古今、数多の芸術家がインスパイアされた「オルフェオ」の物語をパロディ化して、見事に喜歌劇に仕立てたジャック・オッフェンバックの天才。しかも、この喜歌劇には幾種ものバージョンがあり、一粒で二度も三度も美味しい。何より付された音楽の普遍性。

神聖なるギリシャ神話が、何とも滑稽な俗人の日常にリプリントされ、聴く者を大いに楽しませる妙。

原典では、オルフェオ(オルフェウス)が、「自分の歌で地獄の番人をなだめたり、どんなことがあっても亡き妻エウリディーチェ(エウリディケ)を振り返らない」という条件付きで地獄からエウリディーチェ(エウリディケ)を連れて帰ることを許されるものの、振り返ってくれないオルフェオ(オルフェウス)に不信を抱いたエウリディーチェ(エウリディケ)がそれ以上自分について来なかったことを嘆き、ついに振り返ってしまうことで妻が息絶えてしまうという悲劇のシーンが、何と軽妙に、そして笑いをもって再創造されていることか。
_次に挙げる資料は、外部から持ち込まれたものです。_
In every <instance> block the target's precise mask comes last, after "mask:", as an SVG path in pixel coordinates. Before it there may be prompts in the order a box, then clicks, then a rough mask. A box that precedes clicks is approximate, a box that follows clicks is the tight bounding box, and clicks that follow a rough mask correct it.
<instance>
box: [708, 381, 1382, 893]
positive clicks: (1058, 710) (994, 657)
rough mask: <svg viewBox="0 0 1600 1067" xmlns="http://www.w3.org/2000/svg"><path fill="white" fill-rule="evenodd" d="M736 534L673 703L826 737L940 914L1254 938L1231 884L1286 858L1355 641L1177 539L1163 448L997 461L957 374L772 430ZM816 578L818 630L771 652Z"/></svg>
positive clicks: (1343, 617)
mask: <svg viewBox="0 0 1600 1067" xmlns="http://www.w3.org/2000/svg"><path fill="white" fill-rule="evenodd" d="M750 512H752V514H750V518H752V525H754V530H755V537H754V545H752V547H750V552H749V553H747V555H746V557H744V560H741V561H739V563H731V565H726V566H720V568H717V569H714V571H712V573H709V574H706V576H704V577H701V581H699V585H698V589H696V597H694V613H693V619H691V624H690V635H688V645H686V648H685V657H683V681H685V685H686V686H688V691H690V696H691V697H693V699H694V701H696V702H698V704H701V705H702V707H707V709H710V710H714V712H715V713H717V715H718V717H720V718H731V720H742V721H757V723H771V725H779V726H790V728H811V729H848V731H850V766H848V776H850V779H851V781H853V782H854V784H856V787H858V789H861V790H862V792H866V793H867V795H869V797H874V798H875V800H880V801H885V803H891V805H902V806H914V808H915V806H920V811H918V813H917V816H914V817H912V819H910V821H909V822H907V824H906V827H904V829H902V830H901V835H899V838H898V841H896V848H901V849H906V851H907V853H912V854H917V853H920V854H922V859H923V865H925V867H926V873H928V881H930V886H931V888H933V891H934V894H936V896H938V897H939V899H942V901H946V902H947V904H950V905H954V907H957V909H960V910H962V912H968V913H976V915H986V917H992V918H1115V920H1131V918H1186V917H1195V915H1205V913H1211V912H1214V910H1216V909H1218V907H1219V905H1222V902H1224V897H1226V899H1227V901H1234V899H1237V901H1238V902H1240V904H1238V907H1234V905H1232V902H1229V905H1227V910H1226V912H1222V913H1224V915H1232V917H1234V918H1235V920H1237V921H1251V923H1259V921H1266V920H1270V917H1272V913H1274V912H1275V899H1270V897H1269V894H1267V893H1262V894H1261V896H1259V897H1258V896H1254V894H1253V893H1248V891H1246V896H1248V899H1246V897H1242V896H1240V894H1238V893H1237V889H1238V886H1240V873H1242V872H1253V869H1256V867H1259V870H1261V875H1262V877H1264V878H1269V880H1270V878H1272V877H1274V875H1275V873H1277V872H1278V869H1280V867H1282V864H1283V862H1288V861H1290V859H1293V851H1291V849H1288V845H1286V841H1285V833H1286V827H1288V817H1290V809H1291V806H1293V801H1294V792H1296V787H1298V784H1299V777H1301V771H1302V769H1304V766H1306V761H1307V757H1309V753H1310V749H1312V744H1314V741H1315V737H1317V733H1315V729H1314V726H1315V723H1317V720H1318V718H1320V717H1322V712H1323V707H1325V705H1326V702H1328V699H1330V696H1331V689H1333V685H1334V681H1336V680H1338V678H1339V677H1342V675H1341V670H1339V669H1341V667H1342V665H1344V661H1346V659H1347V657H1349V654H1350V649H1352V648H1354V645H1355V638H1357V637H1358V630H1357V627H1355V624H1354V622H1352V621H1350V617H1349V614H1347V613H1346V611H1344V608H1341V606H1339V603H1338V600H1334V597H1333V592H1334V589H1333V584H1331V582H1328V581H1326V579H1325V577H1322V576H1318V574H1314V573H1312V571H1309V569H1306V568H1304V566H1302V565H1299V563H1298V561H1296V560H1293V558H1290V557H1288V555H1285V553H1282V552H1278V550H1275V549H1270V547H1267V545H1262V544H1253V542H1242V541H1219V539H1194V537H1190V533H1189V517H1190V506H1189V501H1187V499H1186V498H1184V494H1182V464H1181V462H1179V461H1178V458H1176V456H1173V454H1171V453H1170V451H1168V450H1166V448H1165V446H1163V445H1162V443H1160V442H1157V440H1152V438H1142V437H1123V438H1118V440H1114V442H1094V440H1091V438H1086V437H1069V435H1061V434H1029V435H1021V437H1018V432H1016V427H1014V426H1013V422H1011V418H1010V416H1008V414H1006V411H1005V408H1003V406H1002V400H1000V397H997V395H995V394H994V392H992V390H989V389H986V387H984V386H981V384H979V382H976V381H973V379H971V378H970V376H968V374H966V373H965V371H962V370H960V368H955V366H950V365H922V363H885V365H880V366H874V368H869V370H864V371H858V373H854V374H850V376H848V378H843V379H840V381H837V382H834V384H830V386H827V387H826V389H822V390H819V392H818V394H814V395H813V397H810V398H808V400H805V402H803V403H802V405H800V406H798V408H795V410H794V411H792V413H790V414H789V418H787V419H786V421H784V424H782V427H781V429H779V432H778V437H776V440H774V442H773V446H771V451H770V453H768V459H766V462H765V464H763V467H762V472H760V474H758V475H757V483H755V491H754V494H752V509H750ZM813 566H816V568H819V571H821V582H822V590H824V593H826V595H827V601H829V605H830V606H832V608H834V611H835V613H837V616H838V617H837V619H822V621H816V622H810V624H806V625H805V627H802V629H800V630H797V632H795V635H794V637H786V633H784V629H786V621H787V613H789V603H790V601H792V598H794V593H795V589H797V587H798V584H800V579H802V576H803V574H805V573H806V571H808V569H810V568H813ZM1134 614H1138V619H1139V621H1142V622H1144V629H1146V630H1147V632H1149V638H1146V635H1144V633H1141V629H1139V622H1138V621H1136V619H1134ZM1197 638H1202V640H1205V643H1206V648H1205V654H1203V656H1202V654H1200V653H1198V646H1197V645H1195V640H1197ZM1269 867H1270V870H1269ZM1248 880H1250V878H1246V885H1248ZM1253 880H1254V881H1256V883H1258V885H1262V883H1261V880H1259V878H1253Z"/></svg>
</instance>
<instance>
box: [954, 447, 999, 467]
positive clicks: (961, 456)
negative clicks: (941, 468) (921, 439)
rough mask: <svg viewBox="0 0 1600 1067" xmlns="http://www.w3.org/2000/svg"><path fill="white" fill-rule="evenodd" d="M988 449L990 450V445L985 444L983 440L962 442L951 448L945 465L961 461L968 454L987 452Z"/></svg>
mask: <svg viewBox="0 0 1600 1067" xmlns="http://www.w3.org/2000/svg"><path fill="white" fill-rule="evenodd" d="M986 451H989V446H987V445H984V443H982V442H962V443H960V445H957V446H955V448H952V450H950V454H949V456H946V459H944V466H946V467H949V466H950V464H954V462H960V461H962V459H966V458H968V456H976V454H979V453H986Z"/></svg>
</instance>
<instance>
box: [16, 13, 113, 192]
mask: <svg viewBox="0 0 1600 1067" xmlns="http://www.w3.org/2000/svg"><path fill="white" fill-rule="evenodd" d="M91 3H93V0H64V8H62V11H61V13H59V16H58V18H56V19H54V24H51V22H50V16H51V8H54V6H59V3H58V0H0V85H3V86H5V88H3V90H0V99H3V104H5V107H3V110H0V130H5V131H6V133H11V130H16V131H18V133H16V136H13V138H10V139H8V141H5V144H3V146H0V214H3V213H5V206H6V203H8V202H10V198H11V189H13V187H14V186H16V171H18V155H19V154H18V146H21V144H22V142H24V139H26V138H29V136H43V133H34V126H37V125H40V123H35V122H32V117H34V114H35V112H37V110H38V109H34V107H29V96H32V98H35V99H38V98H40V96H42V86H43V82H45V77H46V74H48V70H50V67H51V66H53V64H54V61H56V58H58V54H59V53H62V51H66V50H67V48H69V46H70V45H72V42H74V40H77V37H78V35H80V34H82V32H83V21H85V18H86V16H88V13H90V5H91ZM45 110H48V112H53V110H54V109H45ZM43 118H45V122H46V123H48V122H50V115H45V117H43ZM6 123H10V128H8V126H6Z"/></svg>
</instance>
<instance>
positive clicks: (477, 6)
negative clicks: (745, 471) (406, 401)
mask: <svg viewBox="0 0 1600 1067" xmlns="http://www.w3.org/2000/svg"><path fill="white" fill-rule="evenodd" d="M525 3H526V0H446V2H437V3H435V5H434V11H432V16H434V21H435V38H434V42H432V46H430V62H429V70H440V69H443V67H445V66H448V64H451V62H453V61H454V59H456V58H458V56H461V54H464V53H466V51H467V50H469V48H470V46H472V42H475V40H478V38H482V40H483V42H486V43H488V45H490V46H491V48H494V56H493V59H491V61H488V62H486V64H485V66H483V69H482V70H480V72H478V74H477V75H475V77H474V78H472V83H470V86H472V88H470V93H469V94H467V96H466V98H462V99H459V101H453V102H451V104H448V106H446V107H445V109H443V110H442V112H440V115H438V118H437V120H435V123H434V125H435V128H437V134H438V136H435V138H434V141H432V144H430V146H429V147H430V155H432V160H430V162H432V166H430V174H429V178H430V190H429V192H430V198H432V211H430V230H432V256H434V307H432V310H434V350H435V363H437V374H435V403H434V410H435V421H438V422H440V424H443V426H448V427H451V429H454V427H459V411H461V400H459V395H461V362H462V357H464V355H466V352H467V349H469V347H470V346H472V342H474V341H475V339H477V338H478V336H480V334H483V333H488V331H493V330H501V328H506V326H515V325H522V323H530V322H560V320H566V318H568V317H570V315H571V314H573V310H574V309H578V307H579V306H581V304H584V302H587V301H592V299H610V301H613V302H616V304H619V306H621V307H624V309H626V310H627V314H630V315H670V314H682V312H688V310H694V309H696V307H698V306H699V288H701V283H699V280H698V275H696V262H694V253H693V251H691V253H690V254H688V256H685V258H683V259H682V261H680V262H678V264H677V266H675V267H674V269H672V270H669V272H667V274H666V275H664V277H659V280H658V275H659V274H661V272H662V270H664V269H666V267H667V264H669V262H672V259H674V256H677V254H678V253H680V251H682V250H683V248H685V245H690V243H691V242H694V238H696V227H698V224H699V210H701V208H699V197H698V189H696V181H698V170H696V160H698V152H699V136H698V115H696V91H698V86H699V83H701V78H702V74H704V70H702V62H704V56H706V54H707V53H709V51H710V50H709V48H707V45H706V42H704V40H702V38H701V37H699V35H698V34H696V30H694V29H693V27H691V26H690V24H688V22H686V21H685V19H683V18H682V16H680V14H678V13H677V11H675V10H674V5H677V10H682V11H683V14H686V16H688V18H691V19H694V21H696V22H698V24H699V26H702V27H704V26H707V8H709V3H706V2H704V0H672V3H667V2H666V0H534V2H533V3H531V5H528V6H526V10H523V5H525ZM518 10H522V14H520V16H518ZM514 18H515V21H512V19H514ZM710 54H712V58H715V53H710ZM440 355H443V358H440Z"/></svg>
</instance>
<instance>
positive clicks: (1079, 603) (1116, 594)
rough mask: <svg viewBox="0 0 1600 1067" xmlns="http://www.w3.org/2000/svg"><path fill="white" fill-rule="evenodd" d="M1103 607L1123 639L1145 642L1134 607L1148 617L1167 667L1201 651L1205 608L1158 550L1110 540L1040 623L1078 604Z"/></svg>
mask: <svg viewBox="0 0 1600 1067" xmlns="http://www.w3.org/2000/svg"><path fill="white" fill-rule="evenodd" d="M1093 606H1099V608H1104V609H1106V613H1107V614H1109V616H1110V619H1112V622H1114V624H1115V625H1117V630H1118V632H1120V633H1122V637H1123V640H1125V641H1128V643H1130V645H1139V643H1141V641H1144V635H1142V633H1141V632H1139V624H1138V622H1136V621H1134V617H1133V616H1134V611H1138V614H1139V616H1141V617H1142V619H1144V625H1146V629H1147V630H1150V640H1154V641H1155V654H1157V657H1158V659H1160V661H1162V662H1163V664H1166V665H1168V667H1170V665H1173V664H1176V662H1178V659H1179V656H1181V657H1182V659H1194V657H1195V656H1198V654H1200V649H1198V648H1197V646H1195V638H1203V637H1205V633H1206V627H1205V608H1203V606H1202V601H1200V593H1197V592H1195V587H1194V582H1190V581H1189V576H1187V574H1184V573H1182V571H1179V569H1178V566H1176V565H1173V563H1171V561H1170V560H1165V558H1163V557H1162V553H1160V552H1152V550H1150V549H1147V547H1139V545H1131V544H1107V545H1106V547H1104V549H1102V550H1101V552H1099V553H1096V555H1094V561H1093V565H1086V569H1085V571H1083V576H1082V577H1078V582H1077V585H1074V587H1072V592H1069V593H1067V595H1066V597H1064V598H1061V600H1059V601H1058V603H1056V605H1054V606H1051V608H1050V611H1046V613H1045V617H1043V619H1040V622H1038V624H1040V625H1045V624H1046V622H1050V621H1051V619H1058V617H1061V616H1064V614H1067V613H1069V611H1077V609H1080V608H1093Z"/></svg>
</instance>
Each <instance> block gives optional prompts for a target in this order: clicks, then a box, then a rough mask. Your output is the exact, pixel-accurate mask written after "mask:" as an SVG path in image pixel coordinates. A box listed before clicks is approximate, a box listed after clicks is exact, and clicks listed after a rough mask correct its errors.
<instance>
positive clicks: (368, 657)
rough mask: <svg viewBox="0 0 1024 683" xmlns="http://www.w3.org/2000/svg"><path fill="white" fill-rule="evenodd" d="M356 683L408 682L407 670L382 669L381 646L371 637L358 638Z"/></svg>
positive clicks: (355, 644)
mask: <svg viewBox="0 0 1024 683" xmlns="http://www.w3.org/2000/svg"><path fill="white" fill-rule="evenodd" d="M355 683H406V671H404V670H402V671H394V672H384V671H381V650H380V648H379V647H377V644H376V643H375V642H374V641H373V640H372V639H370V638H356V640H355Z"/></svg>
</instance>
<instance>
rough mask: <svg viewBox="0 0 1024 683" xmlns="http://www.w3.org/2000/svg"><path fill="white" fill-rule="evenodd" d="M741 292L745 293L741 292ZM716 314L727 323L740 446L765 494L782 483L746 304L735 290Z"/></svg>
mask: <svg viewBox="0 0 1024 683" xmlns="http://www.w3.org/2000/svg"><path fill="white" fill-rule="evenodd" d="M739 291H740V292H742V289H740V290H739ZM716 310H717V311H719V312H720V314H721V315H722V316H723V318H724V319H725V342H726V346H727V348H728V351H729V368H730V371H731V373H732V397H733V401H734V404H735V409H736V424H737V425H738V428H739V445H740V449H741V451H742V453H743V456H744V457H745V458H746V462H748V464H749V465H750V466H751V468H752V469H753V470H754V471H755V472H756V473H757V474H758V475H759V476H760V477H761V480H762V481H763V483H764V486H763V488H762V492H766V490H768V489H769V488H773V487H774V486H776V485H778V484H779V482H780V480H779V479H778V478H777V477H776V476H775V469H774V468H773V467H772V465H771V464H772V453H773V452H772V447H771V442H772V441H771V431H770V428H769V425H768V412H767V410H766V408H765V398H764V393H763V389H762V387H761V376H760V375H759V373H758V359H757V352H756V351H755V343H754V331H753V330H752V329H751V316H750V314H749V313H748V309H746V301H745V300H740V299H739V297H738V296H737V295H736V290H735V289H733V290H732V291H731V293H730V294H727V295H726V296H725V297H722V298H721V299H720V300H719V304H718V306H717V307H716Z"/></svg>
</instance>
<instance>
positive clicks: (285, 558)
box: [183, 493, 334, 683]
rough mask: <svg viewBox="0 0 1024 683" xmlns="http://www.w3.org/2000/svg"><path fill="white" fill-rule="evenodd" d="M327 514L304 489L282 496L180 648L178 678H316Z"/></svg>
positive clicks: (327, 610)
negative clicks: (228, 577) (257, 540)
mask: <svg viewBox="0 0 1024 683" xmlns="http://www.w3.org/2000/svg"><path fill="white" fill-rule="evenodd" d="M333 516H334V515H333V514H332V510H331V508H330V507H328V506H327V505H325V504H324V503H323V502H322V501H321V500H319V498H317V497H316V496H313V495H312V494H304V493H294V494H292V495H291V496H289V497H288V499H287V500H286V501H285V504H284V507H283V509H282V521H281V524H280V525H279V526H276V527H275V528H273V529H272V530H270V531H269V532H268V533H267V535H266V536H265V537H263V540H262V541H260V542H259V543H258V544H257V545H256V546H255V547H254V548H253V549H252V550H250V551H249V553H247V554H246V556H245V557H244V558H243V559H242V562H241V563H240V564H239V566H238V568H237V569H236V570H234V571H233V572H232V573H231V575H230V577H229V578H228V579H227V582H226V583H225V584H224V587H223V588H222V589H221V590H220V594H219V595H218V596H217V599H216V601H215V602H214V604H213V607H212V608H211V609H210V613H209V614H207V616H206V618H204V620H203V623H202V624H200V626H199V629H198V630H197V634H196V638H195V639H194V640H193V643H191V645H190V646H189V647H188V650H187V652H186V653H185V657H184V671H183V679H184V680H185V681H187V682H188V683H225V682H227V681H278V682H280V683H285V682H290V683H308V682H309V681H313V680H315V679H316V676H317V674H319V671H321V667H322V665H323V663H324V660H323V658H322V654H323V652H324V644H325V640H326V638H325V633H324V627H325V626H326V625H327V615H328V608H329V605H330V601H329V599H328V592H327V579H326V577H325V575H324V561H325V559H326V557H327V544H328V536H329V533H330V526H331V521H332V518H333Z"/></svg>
すなわち、「地獄のオルフェ」においては、すっかり夫婦仲が冷え切っているオルフェ(オルフェウス)とウーリディス(エウリディケ)にはそれぞれ不倫相手がいること(いわゆる「ダブル不倫」)、妻の不倫相手を始末しようと毒蛇を仕掛けるも結局妻が引っ掛かり、命を落としてしまったこと。これでやっと自由を謳歌できると内心喜んでいるオルフェ(オルフェウス)に対して世間の声は許さず、「妻を取り戻せ」という。オルフェ(オルフェウス)は仕方なく、地獄に向かうが、そこでも神々がいろんな企図、思念をもって彼を迎えるものだから大騒ぎ。
ついに神の長ユピテルが現世に辿り着くまで妻のことを振り返ってはいけないと条件を付けて送り出すが、妻に愛想をつかしているオルフェ(オルフェウス)は本当に振り向かない。(笑)
そこでユピテルは雷をオルフェ(オルフェウス)の背後に落とすことになり、吃驚したオルフェ(オルフェウス)はついつい振り返ってしまい、そこからハッピーエンドの大団円に向かう。

昔も今も俗世間で起きている情事には何も変化がない。
気高い神話が、実に低俗ながら、誰もが膝を打つだろう物語に塗り替えられてのドタバタ騒ぎは1858年10月21日の初演から人気を博したという。

いわゆる初演時の、オペラ・ブッファ版としての「地獄のオルフェ」(全2幕)。オリジナルには元々序曲はなかったが、1860年のドイツ語版によるウィーン初演のためカール・ビンダーによってアレンジされた序曲付の名録音。

・オッフェンバック:喜歌劇「地獄のオルフェ」(ドイツ語歌唱版)
ベンノ・クッシェ(ユピテル、バリトン)
グリット・ファン・ユーテン(ディアナ、ソプラノ)
ゲルト・W・ディーベリッツ(メルクル、バリトン)
カーリ・レヴァース(ヴェヌス、ソプラノ)
ブリギッテ・リントナー(クピード、ソプラノ)
フェリー・グルーバー(プルート/アリステウス、テノール)
テオ・リンゲン(ハンス・スティクス、朗読)
アドルフ・ダッラポッツァ(オルフェウス、テノール)
アンネリーゼ・ローテンベルガー(エウリディケ、ソプラノ)
ギゼラ・リッツ(世論、アルト)
ケルン歌劇場合唱団
ヴィリー・マッテス指揮フィルハーモニア・フンガリカ(1977.9.26-30録音)

本家本元(?)グルックからの引用あり、終始美しくも覚えやすい旋律に満ちており、この喜歌劇が人気を博した理由が手に取るようにわかる。何より第2幕第4場、ギャロップ、すなわちカンカンが登場する地獄の大宴会場でのシーンが音楽共々最高。